В конце июня курсант Солженицын прослышал, что его могут оставить в училище преподавателем звукометрии или командиром взвода. Несомненно, это выглядело заманчиво: любимая артиллерия, тем более артразведка, счастливым образом сочеталась с преподавательским занятием (а он ещё в Морозовске понял, как любит преподавать). И опять же: останься он в Костроме обучать курсантов наинужнейшей армейской специальности, никто никогда не упрекнул бы его — государству во время войны и впрямь виднее, где нужен тот или иной офицер. Но Солженицын, уже год добиваясь попасть на фронт, никогда не простил бы себе малодушного решения и презирал себя за то, что мысленно (только мысленно!) допускал «мещанский» вариант, обеспечивавший ему и его жене (немедленно бы вызванной сюда) квартиру в Костроме, хорошее снабжение, покой и уют. Главная установка оставалась неизменной — нельзя стать большим русским писателем, не побывав на фронте. «Есть опасность, равносильная смерти, — записал он в дневник 27 июля, — прожить войну и не видеть её. Что будет тогда из моих “Русских в авангарде”? Кто поверит хоть единому их слову?» Толя Строков тем временем отбывал-таки в Академию, на инженерную специальность, а Саня снова убеждал себя, что писательСолженицын должен ехать на фронт.
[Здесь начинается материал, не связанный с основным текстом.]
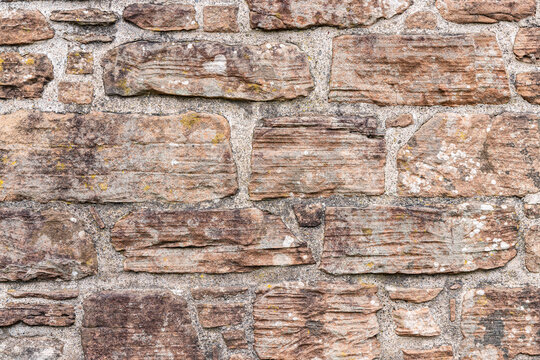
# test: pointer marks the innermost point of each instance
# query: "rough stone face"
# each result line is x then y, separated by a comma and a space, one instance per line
44, 245
500, 323
221, 18
324, 321
89, 16
30, 348
24, 76
301, 14
412, 70
224, 314
206, 241
528, 86
414, 295
527, 44
485, 11
81, 93
415, 323
532, 248
106, 157
208, 69
440, 353
418, 240
23, 27
37, 314
316, 155
166, 17
472, 155
138, 325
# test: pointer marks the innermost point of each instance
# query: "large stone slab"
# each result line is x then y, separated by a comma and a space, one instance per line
316, 155
106, 157
206, 241
421, 70
500, 323
321, 321
209, 69
418, 239
301, 14
44, 245
472, 155
138, 325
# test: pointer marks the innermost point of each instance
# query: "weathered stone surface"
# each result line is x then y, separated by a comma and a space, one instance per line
80, 63
415, 70
316, 155
88, 16
162, 17
45, 294
23, 27
418, 240
138, 325
106, 157
24, 76
309, 215
500, 323
81, 93
415, 323
527, 44
209, 69
44, 245
207, 241
37, 314
322, 321
221, 18
485, 11
223, 314
471, 155
528, 86
301, 14
414, 295
440, 353
30, 348
532, 248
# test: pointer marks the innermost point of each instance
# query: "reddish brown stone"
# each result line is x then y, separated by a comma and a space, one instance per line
44, 245
323, 321
208, 69
527, 44
412, 70
418, 240
81, 93
299, 14
315, 155
88, 16
221, 18
500, 323
441, 353
138, 325
80, 63
23, 27
158, 17
24, 76
415, 323
106, 157
472, 155
206, 241
414, 295
223, 314
37, 314
528, 86
485, 11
Разгорались бои за Сталинград, сводки ухудшались день ото дня; надежды на Второй фронт почти не осталось (Солженицын по радио слушал выступления Черчилля и Гарримана), и нужно было рассчитывать только на свои силы. В сентябре, незадолго до выпуска, он наотрез отказался остаться в училище: перспектива застрять в Костроме и не попасть на передовую виделась как творческая смерть; участь тылового преподавателя на фоне Сталинградской битвы казалась мелочной и бездарной. «Торговать собой не могу. Заниматься дёрганьем и школьничеством, вместо того, чтобы идти в бой с пожилыми русскими, вместо того, чтобы увидеть Русь и Европу, — не могу!» (дневник, 5 сентября).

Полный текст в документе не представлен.